I hurried past my dad to get to the car first.  I love driving and take every chance I can to be in control of the car, even for the quick five-minute ride to church.  Once everyone was piled in, I quickly started the car and barreled around the corner to get onto 70th.  

“She’s gonna kill us!” my brother screamed.

“Don’t distract the driver!” my dad scolded him from the passenger seat.

“Slow down, Haley!” my mom warned.

I sighed. Another normal morning.

Within minutes we had turned into the parking lot, and I began the lengthy search for a spot.  The second I had the gear in “park,” everyone was leaping out of the car and speed walking toward the entrance.  I sprinted past them, eager to make it in time for the worship songs that always came first.  I blew past the greeter, who had just stuck his arm out to shake my hand.  We galloped up the steps and flew into the sanctuary, finding our usual seats.  The lights were low and the congregation was in the middle of singing “Our God.”  I grinned excitedly; it was one of my top five favorite songs. 

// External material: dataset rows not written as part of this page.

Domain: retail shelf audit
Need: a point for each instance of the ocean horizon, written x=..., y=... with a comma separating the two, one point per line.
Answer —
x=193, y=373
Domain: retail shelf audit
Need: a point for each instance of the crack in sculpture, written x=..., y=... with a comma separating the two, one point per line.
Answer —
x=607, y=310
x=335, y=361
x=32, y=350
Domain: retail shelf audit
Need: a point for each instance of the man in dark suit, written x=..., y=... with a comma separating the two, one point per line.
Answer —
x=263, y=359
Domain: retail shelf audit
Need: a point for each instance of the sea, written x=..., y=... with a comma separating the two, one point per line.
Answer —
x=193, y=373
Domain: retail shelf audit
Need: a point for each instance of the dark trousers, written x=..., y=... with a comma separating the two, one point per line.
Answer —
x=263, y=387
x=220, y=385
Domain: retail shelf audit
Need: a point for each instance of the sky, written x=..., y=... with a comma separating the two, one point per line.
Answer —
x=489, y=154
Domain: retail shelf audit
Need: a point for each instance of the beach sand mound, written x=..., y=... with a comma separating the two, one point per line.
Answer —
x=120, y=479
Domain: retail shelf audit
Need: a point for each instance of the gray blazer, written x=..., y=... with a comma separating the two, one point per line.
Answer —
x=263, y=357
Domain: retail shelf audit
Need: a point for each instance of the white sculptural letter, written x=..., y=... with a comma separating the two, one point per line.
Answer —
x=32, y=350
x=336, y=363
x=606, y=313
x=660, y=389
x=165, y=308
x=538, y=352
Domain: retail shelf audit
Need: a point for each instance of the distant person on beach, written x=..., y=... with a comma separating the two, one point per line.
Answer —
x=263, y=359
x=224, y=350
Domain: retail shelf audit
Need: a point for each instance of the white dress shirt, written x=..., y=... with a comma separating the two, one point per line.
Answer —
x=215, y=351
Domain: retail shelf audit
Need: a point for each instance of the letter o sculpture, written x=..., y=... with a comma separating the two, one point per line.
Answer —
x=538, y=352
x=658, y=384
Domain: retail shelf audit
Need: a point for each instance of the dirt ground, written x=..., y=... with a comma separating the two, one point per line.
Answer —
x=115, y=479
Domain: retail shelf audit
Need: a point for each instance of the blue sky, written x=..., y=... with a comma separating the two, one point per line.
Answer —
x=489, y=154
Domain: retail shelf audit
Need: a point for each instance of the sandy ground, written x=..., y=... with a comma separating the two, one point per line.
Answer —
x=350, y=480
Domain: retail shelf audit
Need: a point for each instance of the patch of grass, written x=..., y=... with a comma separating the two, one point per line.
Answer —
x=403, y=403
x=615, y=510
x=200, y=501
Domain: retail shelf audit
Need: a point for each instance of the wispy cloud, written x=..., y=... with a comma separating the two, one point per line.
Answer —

My parents sang quietly to themselves, as did the majority of the people in the room.  My brother didn’t sing at all.  I sang meaningfully, but I wasn’t as animated as others who chose to raise their hands and sway with the Spirit of God.  Suddenly I felt a stirring in my heart.  I felt a great need to reach my hand out to God, as if I could touch Him with the words I sang.  I glanced around me fearfully.  It seemed kind of embarrassing; no one around me was lifting their hands.  It would be too awkward. 

I stood there a moment, conflicting.  It seemed so trivial, yet I was so concerned with how weird I might seem if I raised my hands.  I scolded myself internally.  I shouldn’t care what other people thought.  No one even cared; they were focused on God, like I should be!  The song reached my favorite verse; the most intense part. 

“And if our God is for us, then who could ever stop us; and if our God is with us, then what could stand against!”

I sang the words from deep in my heart.  Before I knew it the song was over, and my hands were held high in the air.  I quickly lowered them and glanced around.  No one had noticed, except for my brother.  He giggled and gave me his usual you’re-so-embarrassing look.  I smiled to myself.  I didn’t care.  It had felt so amazing; I couldn’t wait for the next church service.

As I listened to Pastor Clark’s sermon, I felt joyful that I had finally had the courage to raise my hands to God during the worship songs.  It wasn’t about the actual motion of raising my arms... it was about laying myself down and focusing only on God while I worshipped Him.  I silently thanked God for giving me the courage to praise Him, fully.